Davon unabhängig wünschten in diesem Moment wohl alle Zuschauer, der Entführer möge nach all den Jahren doch noch gefasst werden. Zimmermanns Anliegen ist seine Berechtigung ja nicht abzusprechen. Und obwohl für die erfolgreiche "freundliche Mitwirkung" zum Auffinden des Täters 50.000 Euro ausgesetzt sind, ist es allein dem Sendungsgründer zu verdanken, wenn sich der Erfolg doch noch einstellen sollte. Denn sein inständiges Bitten um Mithilfe glich dem verstörenden Dürrenmattschen Wunsch nach Wiederherstellung des Seelenheils.
So sprach Neumoderator Cerne im späten, kurzen zweiten Teil von XY ungelöst dann erwartungsgemäß auch von "unglaublichen Reaktionen" auf den Auftritt des Seniors - die Telefonleitungen seien gerade dabei, zusammenzubrechen. Niemand solle sich davon aber abhalten lassen, sondern es bitte einfach später noch einmal versuchen. Zimmermann habe einer Frau sogar die Zunge lösen können, die bislang trotz eines "schrecklichen Verdachts" beharrlich zu der Kindesentführung aus den achtziger Jahren geschwiegen habe. Bislang ... Unter den aktuellen Meldungen auf www.aktenzeichenxy.de ist dieser Tage zu dem Fall noch nichts Neues zu lesen, aber vielleicht erfährt man es erst in der nächsten Folge. Denn eines ist sicher - Hunderttausende warten darauf.

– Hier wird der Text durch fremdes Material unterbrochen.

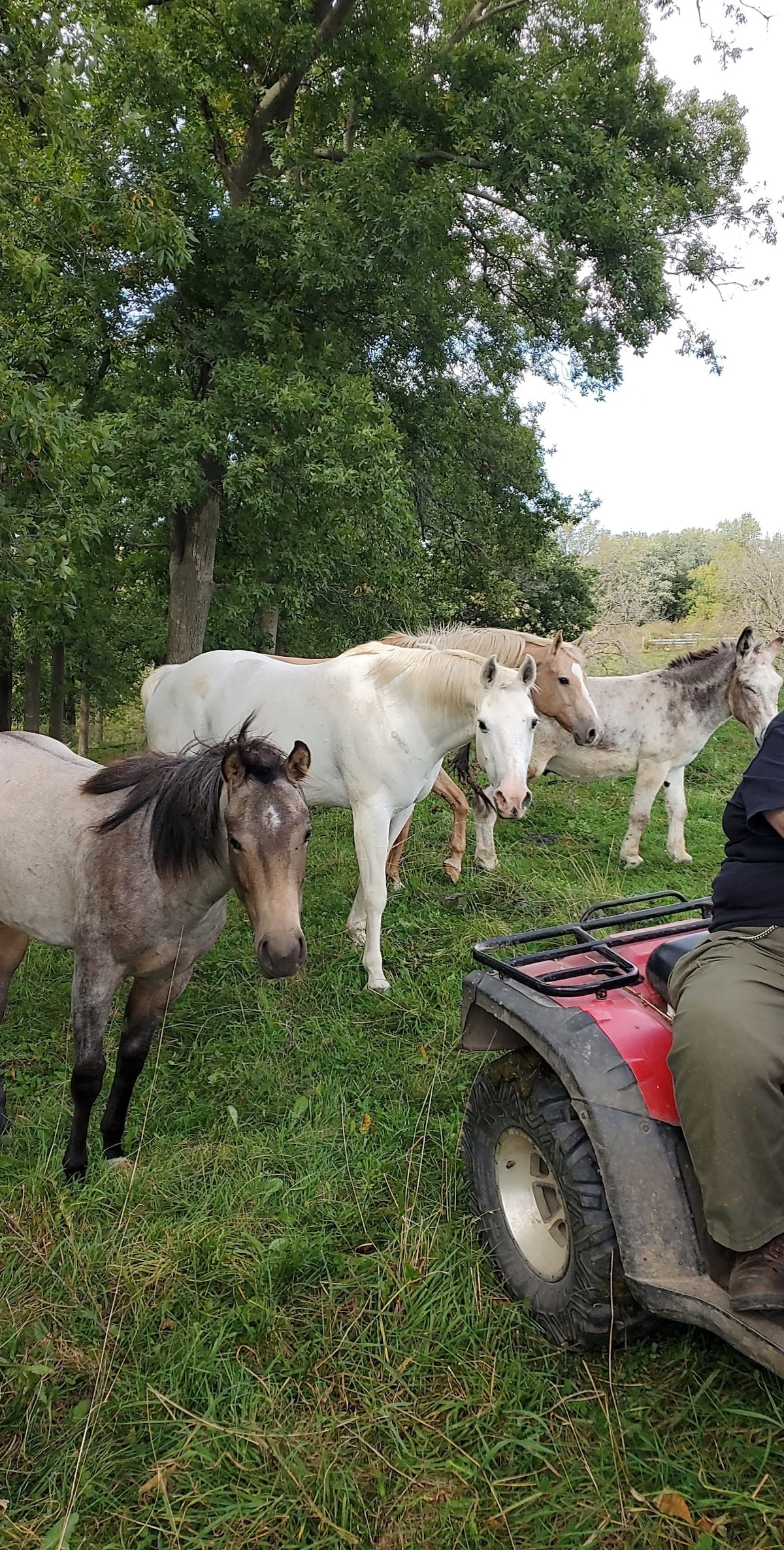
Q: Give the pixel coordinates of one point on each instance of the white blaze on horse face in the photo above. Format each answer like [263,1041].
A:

Es passt zu der Serie, die immer noch vier bis fünf Millionen Zuschauer hat, dass sie auch - ja gerade - an ihrem Geburtstag nicht feiert, sondern hart arbeitet. Mehr Unbeschwertheit als ein zaghaftes Lächeln zwischen den Sorgenfalten über die Schattenseiten unserer Gesellschaft wäre ihr nicht angemessen. Schließlich versteht sie sich seit ihren Schwarz-Weiß-Anfängen von 1967 als Ernst-des-Lebens-Teil im Unterhaltungsgetriebe, der die sonst so passiven Zuschauer aktiv machen soll. "Der Bildschirm wird zur Verbrechensbekämpfung eingesetzt", sagte Zimmermann damals in der für diese Zeit üblichen, autoritär-holprigen Sprache, der MTV so fremd war wie der Mars. Auch heute zieht sie daraus noch ihre Anziehungskraft.